I tested most used organ preservation solutions such as Viaspan (or Wisconsin university organ preservation solution), RPS-2 and its modifications (Renal Preservation Solution), MHP-2 (Mannitol - Hydroxyethyl starch – Perfusion solution; M. Darwin and et al, Alcor), Renasol H (Renal Solution with Hydroxyethyl starch; Dr. Fahy and et al, 21 CM), and New Organ Preservation Solution of Kyoto University (Chen F. and et al, Japan, 2004). None of these solutions showed a positive result for 12 or 24 hour cold (4oC) storage of the rat brains that were perfused with the solutions in comparison with the control, untreated rat brains.
5. Testing some compounds on rat brains to decrease negative effects of long time cold ischemia.
The June 2005 issue of Scientific American reported about "Suspended Animation" of mice by hydrogen sulfide gas (H2S). Some of cryonicists asked the question, Could hydrogen sulfide be an excellent additive to organ preservation solutions to prevent cold ischemia? Although Ben Best as the CI president a relatively long time before this publication made me urgent demands to improve the results of 12 – 24 hour cold storage of the brain tissue. I tested various H2S concentrations (200 mg/L to 2 mg/L) using rat brains that were perfused with these cold H2S solutions and kept at 2-4oC for 24 hours. H2S showed no positive effect in comparison with the control.

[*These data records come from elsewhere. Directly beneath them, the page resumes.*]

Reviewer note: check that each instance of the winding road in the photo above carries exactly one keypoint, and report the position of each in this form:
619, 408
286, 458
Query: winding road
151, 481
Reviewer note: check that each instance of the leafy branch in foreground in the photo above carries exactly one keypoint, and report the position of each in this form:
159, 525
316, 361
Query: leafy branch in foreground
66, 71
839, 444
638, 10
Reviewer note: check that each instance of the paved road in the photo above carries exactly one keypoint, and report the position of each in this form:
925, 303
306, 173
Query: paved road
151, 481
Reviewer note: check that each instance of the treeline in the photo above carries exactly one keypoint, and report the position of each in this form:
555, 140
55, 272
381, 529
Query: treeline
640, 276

I also tested trehalose, N-acetylcystane, and deferoxamine to decrease negative effects of 24, 12 and 6 hour cold ischemia for rat brains. But I had no positive results.

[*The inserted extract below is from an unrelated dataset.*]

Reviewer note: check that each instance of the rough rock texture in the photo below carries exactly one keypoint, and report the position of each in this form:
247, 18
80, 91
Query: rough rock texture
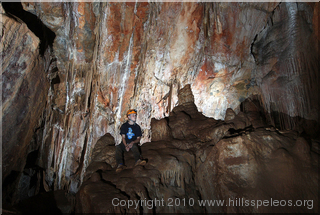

I read many abstracts of scientific articles in which authors wrote that some compounds can, for example, prevent negative effects of 10 minute warm ischemia, but they cannot prevent 20 minute warm ischemia. I studied 3 hour cold storage of rat brains. H2S and deferoxamine demonstrated a very little positive effect for 3 hour cold storage of the rat brains. But we need to improve the results of 12-24 hour cold storage of the brain tissue in order to transport CI patients from far regions to CI.
There is a solution of the problem of warm and cold ischemia, namely CI potential patients can move to areas which are nearest to CI to get a best cryonics service without ischemia.

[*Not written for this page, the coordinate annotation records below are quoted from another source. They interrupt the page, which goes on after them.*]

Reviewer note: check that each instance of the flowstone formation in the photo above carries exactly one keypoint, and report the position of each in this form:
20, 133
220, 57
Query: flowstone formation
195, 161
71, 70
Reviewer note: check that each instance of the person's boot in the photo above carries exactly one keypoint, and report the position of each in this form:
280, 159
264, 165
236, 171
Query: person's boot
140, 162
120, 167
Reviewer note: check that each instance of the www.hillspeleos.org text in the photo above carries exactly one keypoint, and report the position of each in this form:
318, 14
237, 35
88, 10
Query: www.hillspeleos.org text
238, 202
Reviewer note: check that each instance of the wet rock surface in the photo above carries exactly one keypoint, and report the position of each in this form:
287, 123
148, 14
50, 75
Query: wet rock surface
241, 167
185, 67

I was not able to fulfill some of my important past year plans on subsequent improvements of the CI vitrification method because I tried to implement the CI president Ben Best’s urgent demands to carry out experiments in order to improve the results of 12 – 24 – 36 hour cold storage of the brain tissue. First of all I would like to try elaborating VM perfusion of a patient’s head at -25oC and cooling it through blood vessels to -40oC or -60oC as fast as possible because brain tissue survival strongly depended on exposure time and temperature. I would like also to finish the study of the influence of brain dehydration on cerebral tissue survival to solve the question about the use of compounds for opening the blood brain barrier.